Chronique|

Pêche thérapeutique pour des femmes atteintes d’un cancer [PHOTOS]

­Se déplacer dans le courant de la rivière demande un effort physique exigeant.

La fondation Sur la pointe des pieds a réalisé un vieux rêve de Mario Bilodeau, le docteur en plein air et cofondateur de la fondation : organiser une aventure thérapeutique de pêche à la mouche avec des personnes atteintes d’un cancer.


Mario Bilodeau connaît les bienfaits du plein air et de l’aventure sur la santé des gens. Celui qui est aussi cofondateur du baccalauréat en intervention plein air de l’Université du Québec à Chicoutimi (UQAC), avec l’aventurier André-François Bourbeau, en a fait l’objet de ses études doctorales et prononce des conférences à ce sujet.

­Se déplacer dans le courant de la rivière demande un effort physique exigeant.
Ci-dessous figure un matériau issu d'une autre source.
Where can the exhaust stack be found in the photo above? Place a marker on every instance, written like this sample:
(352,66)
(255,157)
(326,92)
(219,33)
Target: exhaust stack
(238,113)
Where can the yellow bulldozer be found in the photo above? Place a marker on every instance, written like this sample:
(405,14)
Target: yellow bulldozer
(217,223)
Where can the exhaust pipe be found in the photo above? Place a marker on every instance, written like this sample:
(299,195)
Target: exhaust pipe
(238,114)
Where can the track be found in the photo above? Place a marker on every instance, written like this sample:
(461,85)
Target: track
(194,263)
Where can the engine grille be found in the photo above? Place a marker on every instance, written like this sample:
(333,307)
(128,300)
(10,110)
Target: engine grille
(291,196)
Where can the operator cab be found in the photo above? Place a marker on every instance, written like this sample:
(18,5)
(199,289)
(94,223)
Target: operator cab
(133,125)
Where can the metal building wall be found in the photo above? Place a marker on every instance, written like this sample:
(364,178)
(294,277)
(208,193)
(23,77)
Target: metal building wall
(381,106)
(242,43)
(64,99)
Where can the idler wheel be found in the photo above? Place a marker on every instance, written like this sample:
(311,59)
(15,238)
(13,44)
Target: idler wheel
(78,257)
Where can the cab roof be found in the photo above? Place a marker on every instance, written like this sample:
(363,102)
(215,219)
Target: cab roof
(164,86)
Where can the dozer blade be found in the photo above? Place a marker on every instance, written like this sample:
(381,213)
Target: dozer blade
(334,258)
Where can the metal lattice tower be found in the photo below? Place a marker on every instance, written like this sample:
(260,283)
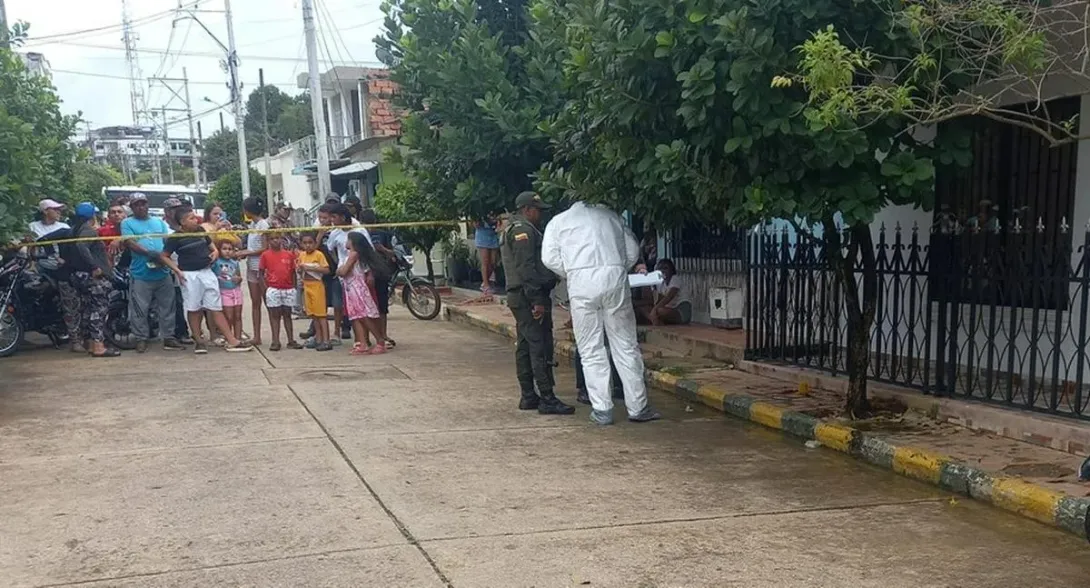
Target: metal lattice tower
(135,86)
Le projet pilote de pêche à la mouche a été réalisé grâce au sujet de fin d’études de Marie-Michelle Paradis, inscrite au diplôme d’études supérieures spécialisées (DESS) en intervention par la nature et l’aventure (INA) de l’UQAC. « Nous avons travaillé trois ans sur ce projet, qui a été retardé par la COVID. Nous avons recruté neuf participantes âgées de 30 à 39 ans pour vivre l’expérience du 2 au 9 juillet. On avait tellement hâte de se rencontrer ! Après deux années de contact par Zoom, on avait l’impression de se connaître », souligne Marie-Michelle Paradis, que j’ai rencontrée dans les locaux de la fondation, situés dans l’Auberge du presbytère Sacré-Coeur, près de la Petite Maison Blanche, à Chicoutimi.

Mario Bilodeau, qui agissait à titre de mentor pour cette sortie thérapeutique, en parle avec beaucoup de fierté. « C’est un rêve que je caresse depuis longtemps. J’ai fait des sorties de pêche avec des jeunes en difficulté à l’époque et je savais que ce serait salutaire pour les personnes atteintes de cancer », assure-t-il.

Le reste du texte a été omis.